Sarkozy, who ran the country from 2007 to 2012, wrote a long list of admissions in his book “La France pour la vie” ("France for life"), including an acknowledgement of his reputation for being short-tempered. Sarkozy writes that he regrets he "gave in to anger" when he was caught on camera mumbling “casse-toi pauv’ con" – which translates roughly as “piss off, jerk” – to a man who insulted him during an agricultural show.
The term would become a rallying call for opponents who called for his removal from office during the 2012 presidential elections, which Sarkozy lost to his socialist rival François Hollande.

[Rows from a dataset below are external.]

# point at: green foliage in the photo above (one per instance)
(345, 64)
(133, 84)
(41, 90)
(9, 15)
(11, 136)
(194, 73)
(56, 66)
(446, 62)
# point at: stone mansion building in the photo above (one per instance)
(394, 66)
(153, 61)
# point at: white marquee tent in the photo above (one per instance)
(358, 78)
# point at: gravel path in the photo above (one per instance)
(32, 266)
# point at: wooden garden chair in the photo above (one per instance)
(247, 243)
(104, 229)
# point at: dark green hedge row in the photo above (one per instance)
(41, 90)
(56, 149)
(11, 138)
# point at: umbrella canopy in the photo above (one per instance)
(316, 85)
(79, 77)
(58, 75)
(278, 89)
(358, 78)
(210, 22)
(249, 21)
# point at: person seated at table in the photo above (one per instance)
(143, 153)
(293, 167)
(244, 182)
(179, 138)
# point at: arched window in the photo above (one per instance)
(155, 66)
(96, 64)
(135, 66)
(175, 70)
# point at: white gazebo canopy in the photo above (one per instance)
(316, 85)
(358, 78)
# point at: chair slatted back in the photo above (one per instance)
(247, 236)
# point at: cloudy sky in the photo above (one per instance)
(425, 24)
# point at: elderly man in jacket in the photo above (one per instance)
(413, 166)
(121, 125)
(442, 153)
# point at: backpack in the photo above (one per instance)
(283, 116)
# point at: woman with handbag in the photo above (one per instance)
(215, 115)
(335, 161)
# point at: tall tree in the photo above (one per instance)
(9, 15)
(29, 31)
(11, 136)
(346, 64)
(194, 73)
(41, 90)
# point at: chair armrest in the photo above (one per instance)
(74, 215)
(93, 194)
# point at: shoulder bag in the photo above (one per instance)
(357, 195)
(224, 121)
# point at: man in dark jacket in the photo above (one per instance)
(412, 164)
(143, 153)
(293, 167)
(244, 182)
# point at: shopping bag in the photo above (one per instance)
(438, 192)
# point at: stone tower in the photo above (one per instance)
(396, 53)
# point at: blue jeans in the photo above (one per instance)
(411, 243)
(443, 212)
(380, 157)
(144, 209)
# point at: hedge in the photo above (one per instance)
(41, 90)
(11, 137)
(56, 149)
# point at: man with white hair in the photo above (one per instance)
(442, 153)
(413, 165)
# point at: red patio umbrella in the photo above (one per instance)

The former president, who heads the conservative opposition Les Républicains (formerly the UMP) party, also admits his failure to get tough on France's famously generous benefits and heavy taxes, saying it was the key reason for his election defeat.
"Today, I regret delaying some reforms that should have been made in the first days of my presidency," Sarkozy wrote.
He admonishes himself for not challenging the 35-hour working week introduced by the Socialists in the late 1990s, or the "solidarity tax on fortunes" wealth tax that targets the richest citizens but is accused by right-wing opponents of driving wealthy people out of the country.
The decision to go on a yachting holiday with a millionaire friend immediately after winning the election – a time when France was plunging into an economic crisis – also makes it on to the list of regrets.
After his defeat in 2012, Sarkozy vowed to disappear from the public eye, saying he was done with politics.
But it took only two years for him to change his mind, returning to lead his newly-renamed party and lining himself up for another possible run at the presidency in May 2017.
But while he remains popular with more right-wing sections of his party for his willingness to challenge some of France's tax-and-spend policies and his tough talk on immigration, he is a hate figure for more left-leaning voters.
The new book makes no effort to hide his ambition to return to the Elysée Palace, but the opinion polls are not looking favourable and he faces a tough primary against his party rivals at the end of the year.
Only 21 percent of centre-right voters said they backed Sarkozy in a poll this week, way behind his main Republican rival, Bordeaux mayor Alain Juppé, on 45 percent.